La surabondance… pour quoi faire ?

Lecture : Jean 2, 1-12

Lecture biblique

Jean 2, 1-12

1 Trois jours après, il y eut des noces à Cana en Galilée. La mère de Jésus était là,
2 et Jésus fut aussi invité aux noces avec ses disciples.
3 Le vin ayant manqué, la mère de Jésus lui dit : Ils n’ont plus de vin.
4 Jésus lui répondit : Femme, qu’y a-t-il entre moi et toi ? Mon heure n’est pas encore venue.
5 Sa mère dit aux serviteurs : Faites ce qu’il vous dira.
6 Or, il y avait là six vases de pierre, destinés aux purifications des Juifs, et contenant chacun deux ou trois mesures.
7 Jésus leur dit : Remplissez d’eau ces vases. Et ils les remplirent jusqu’au bord.
8 Puisez maintenant, leur dit-il, et portez-en à l’ordonnateur du repas. Et ils en portèrent.
9 Quand l’ordonnateur du repas eut goûté l’eau changée en vin, -ne sachant d’où venait ce vin, tandis que les serviteurs, qui avaient puisé l’eau, le savaient bien, -il appela l’époux,
10 et lui dit : Tout homme sert d’abord le bon vin, puis le moins bon après qu’on s’est enivré ; toi, tu as gardé le bon vin jusqu’à présent.
11 Tel fut, à Cana en Galilée, le premier des miracles que fit Jésus. Il manifesta sa gloire, et ses disciples crurent en lui.
12 Après cela, il descendit à Capharnaüm, avec sa mère, ses frères et ses disciples, et ils n’y demeurèrent que peu de jours.

Prédication

Aux noces de Cana, au milieu des ripailles,
C’est ce vin que Jésus fit d’une eau ordinaire,
Et notons qu’il n’a pas eu l’idée du contraire !

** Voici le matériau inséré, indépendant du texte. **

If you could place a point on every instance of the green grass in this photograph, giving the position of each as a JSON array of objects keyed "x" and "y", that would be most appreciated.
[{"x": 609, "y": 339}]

Voilà, sous la plume et par la voix de la chanteuse Juliette, dans sa chanson Petite messe solennelle, une très courte synthèse du récit – peu connu, je vous avais prévenus ! – que nous venons de parcourir. Ces paroles, habilement façonnées par l’autrice-compositrice-interprète, prêtent aisément à sourire. Mais nous allons voir qu’elles appréhendent bien, volontairement ou non, la dimension théologique de leur source biblique.

Pour cela, je vous propose de repartir, non pas seulement de cette chanson, bien sûr, mais surtout des versets de Jean dont je viens de faire la lecture.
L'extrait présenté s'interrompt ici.